# Introduce myself: Michigan Beginner



## Slothy-G (Feb 6, 2017)

Hello everyone! My name is George or Slothy-G and I am a new member of this very interesting site and very exited to begin this new adventure! (This will be a long post)

As a kid, like many others I was always have been fascinated by praying mantis! These amazing predators are truly something special! Now the reason I joined this site is for the long run is to be a owner of a praying mantis both female and male (ghost or orchid) and to later on breed them &amp; sell them to good owners for education and all around fun. I plan to make contracts in which the person I sell the mantis to has to follow for the safety of the mantis of course and much more. I plan to keep the girl in a 20 gallon terrarium and male in a 10 gallon terrarium and I will show a file of my completed 20 gallon terrarium. Hope everyone has a good day!


----------



## Tehshlendo (Feb 6, 2017)

Hey there, welcome to the forum! I have to say that is a nicely put together setup you have going


----------



## Sarah K (Feb 6, 2017)

Welcome! What a beautiful enclosure!


----------



## Slothy-G (Feb 6, 2017)

Thanks Sarah K and Tehshlendo! Building these have become a very fun hobby that is for sure! I am just waiting for spring to come so I can start planning on getting some amazing praying mantis!


----------



## crabbypatty (Feb 6, 2017)

@Slothy-G Haha, I like the tiger in there. That's gonna be one lucky mantis! Great enclosure.


----------



## CosbyArt (Feb 6, 2017)

Hello George and welcome to the forum





While the terrarium looks great on it's own, any use of it as a vivarium (living creature inside it) would result in multiple mantid and feeder problems. Ideally you would read the caresheet of the species you are getting, and set it up for it. As it is now there are numerous problems, several could be fatal for any pet placed inside, and overall would provide little of it's actual needs.

Being a new keeper, I would highly recommend you to read many topics on the forum before making the decision of attempting to breed species and especially raising/taking care of the young that hatch. Buying a book on the topic would be the best option for information, see the ones by Orin McMonigle here.  It is not a easy task to breed/raise mantids and new comers to the hobby expecting success or to make a profit are normally sorely mistaken.

Regarding "buyer contracts" they have to follow, that will only remove what little sellers would purchase from you (I can't imagine anyone agreeing to a "contract"). Not sure of the intent, for the safety of mantids I would guess, but it would only be a novel idea at best. The term contract is a legal term, and if you do any research into exotic mantids you will see the problem...  

Best of luck.


----------



## hibiscusmile (Feb 6, 2017)

Welcome!


----------



## Serle (Feb 6, 2017)

Greetings G

You are a fantastic interior decorator , my mantids would starve trying to find feeders ..

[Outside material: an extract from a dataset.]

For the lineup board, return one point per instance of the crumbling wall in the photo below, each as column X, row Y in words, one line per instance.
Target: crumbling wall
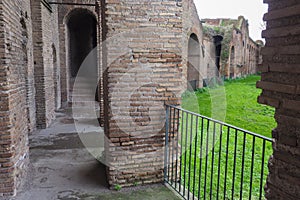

I guess that I am a little too Spartan ...  S


----------



## Slothy-G (Feb 6, 2017)

CosbyArt said:


> Hello George and welcome to the forum
> 
> 
> 
> ...


Hello Cosbyarts!

I have been studying and even have purchased a book about all of this. Also I plan for the mantis to keep them in simple plastic containers until fully grown and when it c9mes to the terrarium I use springtails and other clean up species so bugs are truly not a problem really.

The reason for the contracts is for the obvious reason that if they can't take care of the mantis they must return it instead of letting go or just simply killing it. Like I said before this is for the mantis not for me and it also it is able for me to remmember the person so they have questions I can simply ask and just for them to give me updates so I know what is going on for the reason that I want every mantis to have a good successful life and if you present the contract the person will be able to get food for the mantis 50% off so I do think it is good idea as contracts on needed for my pure bred bull terriers


----------



## Slothy-G (Feb 6, 2017)

I should say right now for everyone that these are for my mantis when they and nearly full grown. Putting them in there at a very young or young age is dangerous in my opinion


----------



## crabbypatty (Feb 7, 2017)

@Slothy-G I agree, I usually start with them in a deli cup. My adults are housed in large enclosures. Little nymphs would have a hard time finding and catching prey in such a large enclosure. You did a great job on the big homes, very pretty.


----------



## Slothy-G (Feb 7, 2017)

@crabbypattyyeah a deli cup sounds perfect starter and even though I will be adding springtails into the terrarium I know that the nymphs will be struggling when it comes to food especially since I am leaning towards ones like ghost mantis or orchid mantis which will be spending most of the time on my bonsai or other plants. Maybe and it is a maybe I will put them in the terrariums at L6 but if I do so I would bring them out and feed them in a feeding container. 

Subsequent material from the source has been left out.